Prevention of disease
Progression in health promotion and prevention has undoubtedly contributed to the success story of societal ageing, with greater numbers of people living into extreme old age in varying degrees of health.
Age UK and NHS England have published a practical guide to healthy ageing (opens PDF, 1.04MB). This is a resource for older people aimed at optimising opportunities for good health. It includes chapters on self-assessment (a modified timed up and go test), making the home safe, getting vaccinations, eating well, keeping active and getting ready for winter.
A number of conditions managed by geriatricians are amenable to health promotion and prevention, as advised by national guidelines. These include:
- NICE guidance for the management of atrial fibrillation
- NICE guidance on osteoporosis: assessing the risk of fragility fracture
- NICE guidance for the management of hypertension
However, consideration of risks versus benefits of pharmacological therapy to prevent rather than treat illness is key to the work of the specialty. For example, very frail older people may not be able to safely adhere to oral bisphosphonate therapy, while the risks of adverse drug reactions such as postural hypotension may outweigh treatment benefits in those prone to falls.
Between a quarter and a half of people aged over 85 years live with frailty (opens PDF, 339.43KB). Frailty is an ageing-associated syndrome related to the loss of physiological reserves across multiple body systems. An increasing body of evidence shows that by assessing for, and then managing frailty through the mechanism of comprehensive geriatric assessment, the process can be slowed or reversed. The British Geriatrics Society guidance Fit for Frailty provides more detail on this. Fit for Frailty Part 1 (opens PDF, 339.4KB) gives advice and guidance on the care of older people living with frailty in community and outpatient settings. Part 2 (opens PDF, 339.21KB) provides guidance on the development, commissioning and management of services for people living with frailty in community settings.
Planning effective services
Commissioners of care across the four nations of the UK are increasingly interested in designing services to support frail older people as they move between primary, community and secondary NHS care, and in and out of social care. Increasingly, there is recognition of the need to identify when a change in focus to end-of-life care becomes appropriate. Clearly, establishing the wishes and priorities of the older person are key in moving towards such a ‘gear change’.
The British Geriatrics Society (BGS) has produced a number of documents to guide and support such commissioning, and to identify best practice, both across services and in the acute hospital.

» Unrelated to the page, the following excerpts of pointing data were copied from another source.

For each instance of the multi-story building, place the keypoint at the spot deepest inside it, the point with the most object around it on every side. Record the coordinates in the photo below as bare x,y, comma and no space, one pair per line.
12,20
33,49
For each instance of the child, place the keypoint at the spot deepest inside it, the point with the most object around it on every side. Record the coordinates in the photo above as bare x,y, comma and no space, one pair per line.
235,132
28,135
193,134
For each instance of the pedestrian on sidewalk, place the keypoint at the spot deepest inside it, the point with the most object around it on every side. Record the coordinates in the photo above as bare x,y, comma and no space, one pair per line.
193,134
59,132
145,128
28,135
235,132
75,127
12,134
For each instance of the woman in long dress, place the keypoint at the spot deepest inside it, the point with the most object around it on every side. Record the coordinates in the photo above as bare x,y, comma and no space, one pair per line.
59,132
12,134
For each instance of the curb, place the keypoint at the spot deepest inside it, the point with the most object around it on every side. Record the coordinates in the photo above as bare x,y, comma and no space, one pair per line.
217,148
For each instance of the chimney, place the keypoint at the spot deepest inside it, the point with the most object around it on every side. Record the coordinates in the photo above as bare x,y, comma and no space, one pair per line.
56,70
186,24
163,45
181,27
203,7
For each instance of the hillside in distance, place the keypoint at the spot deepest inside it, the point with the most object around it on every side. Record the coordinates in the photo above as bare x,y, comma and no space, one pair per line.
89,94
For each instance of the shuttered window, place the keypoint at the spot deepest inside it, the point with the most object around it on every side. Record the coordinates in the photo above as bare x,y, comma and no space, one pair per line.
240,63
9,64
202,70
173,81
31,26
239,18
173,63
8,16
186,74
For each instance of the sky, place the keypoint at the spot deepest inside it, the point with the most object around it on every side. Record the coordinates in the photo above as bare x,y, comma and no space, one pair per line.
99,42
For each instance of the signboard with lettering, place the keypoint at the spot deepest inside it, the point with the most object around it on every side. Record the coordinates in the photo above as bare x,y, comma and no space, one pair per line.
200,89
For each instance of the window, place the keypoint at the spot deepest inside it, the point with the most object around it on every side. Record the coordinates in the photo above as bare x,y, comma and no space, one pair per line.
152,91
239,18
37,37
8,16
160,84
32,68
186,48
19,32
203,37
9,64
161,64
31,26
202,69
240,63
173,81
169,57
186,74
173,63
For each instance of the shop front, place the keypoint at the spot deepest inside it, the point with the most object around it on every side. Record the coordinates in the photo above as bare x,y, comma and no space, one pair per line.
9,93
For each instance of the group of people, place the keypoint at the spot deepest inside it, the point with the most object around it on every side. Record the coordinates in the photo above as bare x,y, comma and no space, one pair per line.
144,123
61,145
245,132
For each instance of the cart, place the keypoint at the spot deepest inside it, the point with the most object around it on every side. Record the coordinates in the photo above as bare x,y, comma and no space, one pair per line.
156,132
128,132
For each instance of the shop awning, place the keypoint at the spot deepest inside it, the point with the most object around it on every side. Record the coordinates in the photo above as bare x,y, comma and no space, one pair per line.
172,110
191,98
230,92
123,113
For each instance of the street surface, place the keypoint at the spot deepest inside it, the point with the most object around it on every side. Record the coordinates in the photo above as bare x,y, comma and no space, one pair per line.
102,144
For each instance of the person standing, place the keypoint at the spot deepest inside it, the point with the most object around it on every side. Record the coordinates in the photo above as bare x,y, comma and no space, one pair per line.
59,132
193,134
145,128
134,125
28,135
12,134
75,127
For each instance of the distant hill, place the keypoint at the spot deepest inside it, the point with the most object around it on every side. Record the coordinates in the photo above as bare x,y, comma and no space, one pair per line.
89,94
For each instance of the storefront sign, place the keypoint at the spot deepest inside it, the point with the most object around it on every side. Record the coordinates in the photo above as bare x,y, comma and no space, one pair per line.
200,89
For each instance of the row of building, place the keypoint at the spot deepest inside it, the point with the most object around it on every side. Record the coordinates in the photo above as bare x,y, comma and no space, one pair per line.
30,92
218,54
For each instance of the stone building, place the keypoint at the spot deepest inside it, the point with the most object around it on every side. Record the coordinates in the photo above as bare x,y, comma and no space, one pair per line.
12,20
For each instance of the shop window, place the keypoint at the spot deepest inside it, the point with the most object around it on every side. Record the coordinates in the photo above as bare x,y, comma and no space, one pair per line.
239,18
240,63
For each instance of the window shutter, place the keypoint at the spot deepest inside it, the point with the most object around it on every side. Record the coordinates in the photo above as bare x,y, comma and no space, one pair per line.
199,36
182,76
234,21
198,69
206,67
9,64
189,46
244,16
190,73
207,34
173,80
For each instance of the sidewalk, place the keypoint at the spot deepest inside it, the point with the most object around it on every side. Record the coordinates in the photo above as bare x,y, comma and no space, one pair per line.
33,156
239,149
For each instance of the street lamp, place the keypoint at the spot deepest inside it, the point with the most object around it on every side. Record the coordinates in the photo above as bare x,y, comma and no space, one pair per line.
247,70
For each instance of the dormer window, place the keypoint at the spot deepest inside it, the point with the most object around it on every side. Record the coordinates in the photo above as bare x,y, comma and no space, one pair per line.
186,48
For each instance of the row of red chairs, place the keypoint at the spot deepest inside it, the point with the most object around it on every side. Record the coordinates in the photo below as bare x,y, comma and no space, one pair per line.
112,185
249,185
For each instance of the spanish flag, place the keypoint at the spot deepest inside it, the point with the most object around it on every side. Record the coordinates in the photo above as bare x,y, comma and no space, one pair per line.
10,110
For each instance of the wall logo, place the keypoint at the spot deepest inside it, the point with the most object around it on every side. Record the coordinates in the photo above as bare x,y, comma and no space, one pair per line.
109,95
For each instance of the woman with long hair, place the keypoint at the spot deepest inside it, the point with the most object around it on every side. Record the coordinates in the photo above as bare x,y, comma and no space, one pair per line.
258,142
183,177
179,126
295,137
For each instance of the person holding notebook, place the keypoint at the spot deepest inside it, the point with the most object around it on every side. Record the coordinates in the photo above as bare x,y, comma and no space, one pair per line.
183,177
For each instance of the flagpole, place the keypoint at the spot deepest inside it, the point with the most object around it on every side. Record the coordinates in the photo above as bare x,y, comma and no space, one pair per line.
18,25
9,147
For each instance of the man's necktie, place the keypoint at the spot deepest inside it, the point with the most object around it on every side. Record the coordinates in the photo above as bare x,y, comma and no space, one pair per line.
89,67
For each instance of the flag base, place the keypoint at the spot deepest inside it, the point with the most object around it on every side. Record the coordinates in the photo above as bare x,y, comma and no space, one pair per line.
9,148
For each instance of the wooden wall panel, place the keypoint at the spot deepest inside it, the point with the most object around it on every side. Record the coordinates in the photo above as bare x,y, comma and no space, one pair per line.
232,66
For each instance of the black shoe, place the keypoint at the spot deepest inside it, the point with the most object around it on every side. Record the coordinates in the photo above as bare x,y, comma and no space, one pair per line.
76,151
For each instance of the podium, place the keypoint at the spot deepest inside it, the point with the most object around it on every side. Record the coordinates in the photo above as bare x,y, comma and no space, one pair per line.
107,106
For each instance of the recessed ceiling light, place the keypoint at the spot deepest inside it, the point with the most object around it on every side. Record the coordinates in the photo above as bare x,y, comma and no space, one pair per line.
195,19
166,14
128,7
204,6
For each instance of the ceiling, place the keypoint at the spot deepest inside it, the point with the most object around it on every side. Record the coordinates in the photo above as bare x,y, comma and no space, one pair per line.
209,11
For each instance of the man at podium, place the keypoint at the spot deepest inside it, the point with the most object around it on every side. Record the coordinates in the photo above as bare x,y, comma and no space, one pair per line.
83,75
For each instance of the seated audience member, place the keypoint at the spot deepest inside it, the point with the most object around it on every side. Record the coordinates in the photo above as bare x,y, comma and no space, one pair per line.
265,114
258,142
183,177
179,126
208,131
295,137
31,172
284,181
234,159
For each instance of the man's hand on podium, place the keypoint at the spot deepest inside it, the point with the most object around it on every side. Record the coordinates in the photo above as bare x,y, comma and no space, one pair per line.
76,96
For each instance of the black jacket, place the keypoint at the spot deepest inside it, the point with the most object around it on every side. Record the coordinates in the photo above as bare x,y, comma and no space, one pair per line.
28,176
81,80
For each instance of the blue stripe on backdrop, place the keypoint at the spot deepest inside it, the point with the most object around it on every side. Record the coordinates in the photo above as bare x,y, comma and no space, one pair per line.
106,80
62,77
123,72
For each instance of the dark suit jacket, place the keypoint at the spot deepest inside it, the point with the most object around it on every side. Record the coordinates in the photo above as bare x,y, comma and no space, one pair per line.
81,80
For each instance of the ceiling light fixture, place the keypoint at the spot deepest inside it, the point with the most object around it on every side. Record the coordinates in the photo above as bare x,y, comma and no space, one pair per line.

Fit for Frailty Part 2 contains associated commissioning guidance.
The ‘Silver Book’, developed by a multidisciplinary group of stakeholders including the BGS, RCP and Royal College of Emergency Medicine, describes how to deliver quality care for older people with urgent and emergency care needs, and includes specific advice for commissioning bodies.
The RCP acute care toolkits provide guidance, some of which is specific to older people, and the Future Hospital Programme with its associated report, gives further examples of service provision and excellence.
The ‘Blue Book’, jointly published by the BGS and BOA, provides commissioning guidance for older people with fragility fractures.